Unlike public schools, which fall under both federal and state anti-discrimination laws such as Title IX and Title VI of the Civil Rights Act, private schools that don’t accept federal or state funding have no such protections, experts said.
Courts have ruled that religious schools are exempt from those statutes because they would infringe on the school and parent church’s free right to exercise its religious beliefs.
In California, the Unruh Act bars discrimination based on sex, race, color, religion, ancestry, national origin, age, disability, medical condition, genetic information, marital status or sexual
orientation by businesses. The courts in 2009, however, have ruled that the laws don’t apply to private religious schools because they aren’t businesses.
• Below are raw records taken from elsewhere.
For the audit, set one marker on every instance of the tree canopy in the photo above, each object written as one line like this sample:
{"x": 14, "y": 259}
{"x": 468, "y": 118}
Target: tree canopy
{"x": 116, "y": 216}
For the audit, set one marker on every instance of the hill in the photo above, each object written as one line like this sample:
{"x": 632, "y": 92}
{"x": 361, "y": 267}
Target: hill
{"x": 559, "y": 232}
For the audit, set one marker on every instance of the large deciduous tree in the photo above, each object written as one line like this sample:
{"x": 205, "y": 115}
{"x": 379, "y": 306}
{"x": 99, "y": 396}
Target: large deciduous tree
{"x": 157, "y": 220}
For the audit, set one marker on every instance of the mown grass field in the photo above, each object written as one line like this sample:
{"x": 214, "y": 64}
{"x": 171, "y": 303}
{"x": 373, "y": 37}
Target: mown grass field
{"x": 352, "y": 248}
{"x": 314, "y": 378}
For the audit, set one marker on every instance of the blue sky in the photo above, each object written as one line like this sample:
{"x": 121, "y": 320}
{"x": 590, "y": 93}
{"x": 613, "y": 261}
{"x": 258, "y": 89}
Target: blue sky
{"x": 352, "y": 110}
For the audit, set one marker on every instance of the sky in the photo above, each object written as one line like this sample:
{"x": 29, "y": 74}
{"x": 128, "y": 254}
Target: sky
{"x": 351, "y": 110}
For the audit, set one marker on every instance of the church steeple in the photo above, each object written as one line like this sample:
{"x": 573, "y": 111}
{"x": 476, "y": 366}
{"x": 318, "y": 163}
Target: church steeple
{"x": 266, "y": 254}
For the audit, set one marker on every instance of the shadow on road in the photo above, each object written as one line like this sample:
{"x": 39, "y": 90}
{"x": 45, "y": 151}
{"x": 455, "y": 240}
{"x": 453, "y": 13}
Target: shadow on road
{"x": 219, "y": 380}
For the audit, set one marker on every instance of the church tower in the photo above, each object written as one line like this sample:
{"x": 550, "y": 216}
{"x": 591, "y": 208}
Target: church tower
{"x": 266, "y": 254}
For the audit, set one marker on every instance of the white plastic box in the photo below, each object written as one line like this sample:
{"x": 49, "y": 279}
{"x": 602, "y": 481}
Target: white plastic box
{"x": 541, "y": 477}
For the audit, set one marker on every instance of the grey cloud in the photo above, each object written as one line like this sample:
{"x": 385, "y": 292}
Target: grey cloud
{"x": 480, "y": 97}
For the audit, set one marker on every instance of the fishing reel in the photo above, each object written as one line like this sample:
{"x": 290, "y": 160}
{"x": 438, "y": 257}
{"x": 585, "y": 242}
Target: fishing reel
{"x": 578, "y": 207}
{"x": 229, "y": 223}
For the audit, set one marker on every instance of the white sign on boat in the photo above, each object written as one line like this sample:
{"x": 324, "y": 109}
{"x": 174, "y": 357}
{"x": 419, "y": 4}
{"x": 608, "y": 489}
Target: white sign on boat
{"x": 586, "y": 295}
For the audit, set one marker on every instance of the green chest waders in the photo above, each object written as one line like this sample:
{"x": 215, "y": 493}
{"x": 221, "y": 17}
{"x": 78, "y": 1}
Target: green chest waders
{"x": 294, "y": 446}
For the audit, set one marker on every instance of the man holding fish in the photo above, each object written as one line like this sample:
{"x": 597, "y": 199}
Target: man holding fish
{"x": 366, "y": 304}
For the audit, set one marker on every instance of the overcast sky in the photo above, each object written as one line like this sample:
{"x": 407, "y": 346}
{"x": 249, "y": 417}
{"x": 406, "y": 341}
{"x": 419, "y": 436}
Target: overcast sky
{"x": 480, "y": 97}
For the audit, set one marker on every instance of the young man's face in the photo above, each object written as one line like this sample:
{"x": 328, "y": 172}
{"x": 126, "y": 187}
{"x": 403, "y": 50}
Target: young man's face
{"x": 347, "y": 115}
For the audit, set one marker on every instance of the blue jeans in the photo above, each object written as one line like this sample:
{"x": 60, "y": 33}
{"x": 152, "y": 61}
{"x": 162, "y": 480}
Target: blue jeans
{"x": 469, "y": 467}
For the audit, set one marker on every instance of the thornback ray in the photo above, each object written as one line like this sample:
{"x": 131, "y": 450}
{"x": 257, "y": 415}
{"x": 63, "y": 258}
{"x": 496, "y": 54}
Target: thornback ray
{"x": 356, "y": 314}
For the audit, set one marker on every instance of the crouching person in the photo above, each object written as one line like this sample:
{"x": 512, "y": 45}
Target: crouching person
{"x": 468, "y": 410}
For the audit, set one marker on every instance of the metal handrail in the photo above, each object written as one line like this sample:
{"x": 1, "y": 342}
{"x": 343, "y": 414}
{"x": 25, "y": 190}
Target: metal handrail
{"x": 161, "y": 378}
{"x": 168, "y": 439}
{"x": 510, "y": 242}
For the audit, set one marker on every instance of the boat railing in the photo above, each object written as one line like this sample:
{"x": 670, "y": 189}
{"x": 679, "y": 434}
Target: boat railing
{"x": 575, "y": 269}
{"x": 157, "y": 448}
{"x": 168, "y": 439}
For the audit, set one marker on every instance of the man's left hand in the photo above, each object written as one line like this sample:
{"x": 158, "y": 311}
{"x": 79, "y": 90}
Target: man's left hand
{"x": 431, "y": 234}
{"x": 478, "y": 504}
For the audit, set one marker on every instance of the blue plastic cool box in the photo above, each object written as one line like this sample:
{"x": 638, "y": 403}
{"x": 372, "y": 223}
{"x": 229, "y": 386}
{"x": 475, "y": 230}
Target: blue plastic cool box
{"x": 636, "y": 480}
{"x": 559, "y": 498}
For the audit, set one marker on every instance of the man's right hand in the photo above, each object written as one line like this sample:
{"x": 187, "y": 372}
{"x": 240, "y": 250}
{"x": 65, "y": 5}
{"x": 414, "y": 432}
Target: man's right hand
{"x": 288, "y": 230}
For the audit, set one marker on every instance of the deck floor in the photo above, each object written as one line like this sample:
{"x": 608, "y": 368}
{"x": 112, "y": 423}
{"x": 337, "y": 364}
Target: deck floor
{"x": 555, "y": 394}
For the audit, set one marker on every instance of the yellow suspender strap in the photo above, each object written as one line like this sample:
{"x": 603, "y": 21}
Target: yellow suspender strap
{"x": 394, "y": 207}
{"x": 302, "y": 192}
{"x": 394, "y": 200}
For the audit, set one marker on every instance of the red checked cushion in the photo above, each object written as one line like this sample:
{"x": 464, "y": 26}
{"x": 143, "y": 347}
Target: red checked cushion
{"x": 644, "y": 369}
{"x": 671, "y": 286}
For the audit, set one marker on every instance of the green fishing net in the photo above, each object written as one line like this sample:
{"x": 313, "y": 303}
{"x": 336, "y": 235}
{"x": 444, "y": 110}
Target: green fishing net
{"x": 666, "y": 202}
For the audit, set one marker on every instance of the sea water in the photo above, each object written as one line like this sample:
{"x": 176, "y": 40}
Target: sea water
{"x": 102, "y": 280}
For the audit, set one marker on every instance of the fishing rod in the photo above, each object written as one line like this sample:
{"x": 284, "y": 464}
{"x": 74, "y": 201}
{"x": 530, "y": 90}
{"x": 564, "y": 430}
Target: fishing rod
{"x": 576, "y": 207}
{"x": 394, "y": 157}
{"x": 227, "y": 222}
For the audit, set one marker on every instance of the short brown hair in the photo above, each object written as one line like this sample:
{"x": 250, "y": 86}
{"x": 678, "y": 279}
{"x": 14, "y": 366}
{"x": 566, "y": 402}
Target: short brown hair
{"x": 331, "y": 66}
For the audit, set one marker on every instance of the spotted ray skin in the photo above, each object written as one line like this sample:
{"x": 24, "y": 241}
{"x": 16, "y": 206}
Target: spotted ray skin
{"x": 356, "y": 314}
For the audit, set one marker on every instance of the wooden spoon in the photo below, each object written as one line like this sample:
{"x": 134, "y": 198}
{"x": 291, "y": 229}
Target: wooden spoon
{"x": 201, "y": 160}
Paul Castillo is a senior attorney and students’ rights strategist with Lambda Legal, the nation’s oldest and largest LGBTQ legal organization. Castillo said that nationally, the current administration has emboldened discrimination of LGBTQ students, both by individuals and institutions.
“You have an Administration that continues to erode protections for LGBT people in every facet of life,” Castillo said. “It sends a horrible message that discrimination aimed at vulnerable
populations is not only acceptable; it’s encouraged.
“The sad reality is that LGBT students, many of whom are bullied, harassed and suffer discrimination at a private religious organizations have very few options,” Castillo said.
Bosse and Mosca both said they weren’t looking to punish the school or to force them to admit Garrett. They just wanted to raise public awareness to the fact that discrimination of this kind still exists.
“We actually appreciate them being up front about it,” Bosse said. “The last thing we want to do
is subject our son to any discrimination. It’s just sad that it still exists.”